Low-Dose Versus Therapeutic Anticoagulation in Patients on Extracorporeal Membrane Oxygenation: A Pilot Randomized Trial

Crit Care Med. 2019 Jul;47(7):e563-e571. doi: 10.1097/CCM.0000000000003780.

Abstract

Objectives: To determine whether randomization of patients undergoing extracorporeal membrane oxygenation to either therapeutic or a low-dose anticoagulation protocol results in a difference in activated partial thromboplastin time and anti-Xa.

Design: Randomized, controlled, unblinded study.

Setting: Two ICUs of two university hospitals.

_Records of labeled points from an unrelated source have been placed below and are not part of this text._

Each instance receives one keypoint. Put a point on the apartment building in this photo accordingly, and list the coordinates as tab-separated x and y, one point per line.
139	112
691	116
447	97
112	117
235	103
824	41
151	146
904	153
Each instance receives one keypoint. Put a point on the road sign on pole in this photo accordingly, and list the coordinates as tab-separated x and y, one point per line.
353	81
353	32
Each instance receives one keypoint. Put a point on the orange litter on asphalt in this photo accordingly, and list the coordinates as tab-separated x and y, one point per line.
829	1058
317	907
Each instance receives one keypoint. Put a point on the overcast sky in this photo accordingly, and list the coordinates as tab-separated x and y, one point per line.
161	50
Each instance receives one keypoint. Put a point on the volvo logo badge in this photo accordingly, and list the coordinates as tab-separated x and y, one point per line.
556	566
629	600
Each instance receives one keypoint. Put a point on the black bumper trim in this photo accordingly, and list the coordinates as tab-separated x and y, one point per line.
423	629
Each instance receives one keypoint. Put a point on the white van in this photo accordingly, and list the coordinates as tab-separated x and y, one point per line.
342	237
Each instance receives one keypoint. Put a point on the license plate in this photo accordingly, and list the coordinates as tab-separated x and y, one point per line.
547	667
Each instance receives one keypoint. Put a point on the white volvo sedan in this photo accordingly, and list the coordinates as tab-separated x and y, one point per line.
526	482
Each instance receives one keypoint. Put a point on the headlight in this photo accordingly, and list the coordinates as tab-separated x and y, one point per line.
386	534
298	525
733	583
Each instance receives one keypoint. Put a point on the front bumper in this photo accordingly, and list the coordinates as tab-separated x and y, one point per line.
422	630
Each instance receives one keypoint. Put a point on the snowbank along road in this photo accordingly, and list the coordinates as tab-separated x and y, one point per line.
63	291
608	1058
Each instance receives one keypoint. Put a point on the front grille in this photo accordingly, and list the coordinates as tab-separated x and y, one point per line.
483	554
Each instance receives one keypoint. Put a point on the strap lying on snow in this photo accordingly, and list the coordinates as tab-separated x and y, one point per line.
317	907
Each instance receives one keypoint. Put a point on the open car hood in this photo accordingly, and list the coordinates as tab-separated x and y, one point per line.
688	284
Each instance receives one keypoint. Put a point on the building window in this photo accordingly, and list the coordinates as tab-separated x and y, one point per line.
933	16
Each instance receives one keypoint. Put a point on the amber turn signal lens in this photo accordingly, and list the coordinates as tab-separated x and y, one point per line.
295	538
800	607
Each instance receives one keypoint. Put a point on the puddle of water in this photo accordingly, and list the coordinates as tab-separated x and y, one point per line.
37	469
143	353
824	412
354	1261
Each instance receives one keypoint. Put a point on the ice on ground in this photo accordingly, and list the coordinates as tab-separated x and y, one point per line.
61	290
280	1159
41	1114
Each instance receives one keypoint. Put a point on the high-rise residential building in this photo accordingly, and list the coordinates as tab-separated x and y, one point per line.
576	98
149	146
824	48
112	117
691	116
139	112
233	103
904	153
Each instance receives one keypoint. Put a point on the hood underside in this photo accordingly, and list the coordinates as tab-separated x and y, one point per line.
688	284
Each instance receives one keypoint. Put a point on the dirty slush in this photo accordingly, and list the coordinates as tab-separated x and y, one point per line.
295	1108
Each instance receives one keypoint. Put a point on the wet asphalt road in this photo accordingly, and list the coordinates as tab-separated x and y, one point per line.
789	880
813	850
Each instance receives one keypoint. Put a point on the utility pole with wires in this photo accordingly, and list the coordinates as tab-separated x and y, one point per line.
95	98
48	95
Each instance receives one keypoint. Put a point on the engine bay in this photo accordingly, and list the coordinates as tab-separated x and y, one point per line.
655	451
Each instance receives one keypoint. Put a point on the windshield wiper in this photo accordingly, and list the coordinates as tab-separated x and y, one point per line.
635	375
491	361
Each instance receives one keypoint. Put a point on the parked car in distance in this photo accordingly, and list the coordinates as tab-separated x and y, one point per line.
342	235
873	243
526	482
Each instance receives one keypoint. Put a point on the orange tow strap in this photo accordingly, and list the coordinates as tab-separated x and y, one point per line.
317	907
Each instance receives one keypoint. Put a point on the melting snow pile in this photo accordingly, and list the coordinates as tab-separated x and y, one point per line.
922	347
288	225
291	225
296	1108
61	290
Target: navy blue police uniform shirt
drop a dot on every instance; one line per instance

Patients: Patients admitted to the ICU, who required extracorporeal membrane oxygenation (venovenous or venoarterial) and who did not have a preexisting indication for therapeutic anticoagulation.

Interventions: Therapeutic anticoagulation with heparin (target activated partial thromboplastin time between 50 and 70 s) or lower dose heparin (up to 12,000 U/24 hr aiming for activated partial thromboplastin time < 45 s).

Measurements and main results: Thirty-two patients were randomized into two study groups that were not significantly different in demographics and extracorporeal membrane oxygenation characteristics. There was a significant difference in the daily geometric mean heparin dose (11,742 U [95% CI, 8,601-16,031 U] vs 20,710 U [95% CI, 15,343-27,954 U]; p = 0.004), daily geometric mean activated partial thromboplastin time (48.1 s [95% CI, 43.5-53.2 s] vs 55.5 s [95% CI, 50.4-61.2 s]; p = 0.04), and daily geometric mean anti-Xa (0.11 international units/mL [95% CI, 0.07-0.18] vs 0.27 [95% CI, 0.17-0.42]; p = 0.01). We found similar results when considering only venovenous extracorporeal membrane oxygenation episodes; however, no difference in daily geometric mean activated partial thromboplastin time between groups when considering only venoarterial extracorporeal membrane oxygenation episodes.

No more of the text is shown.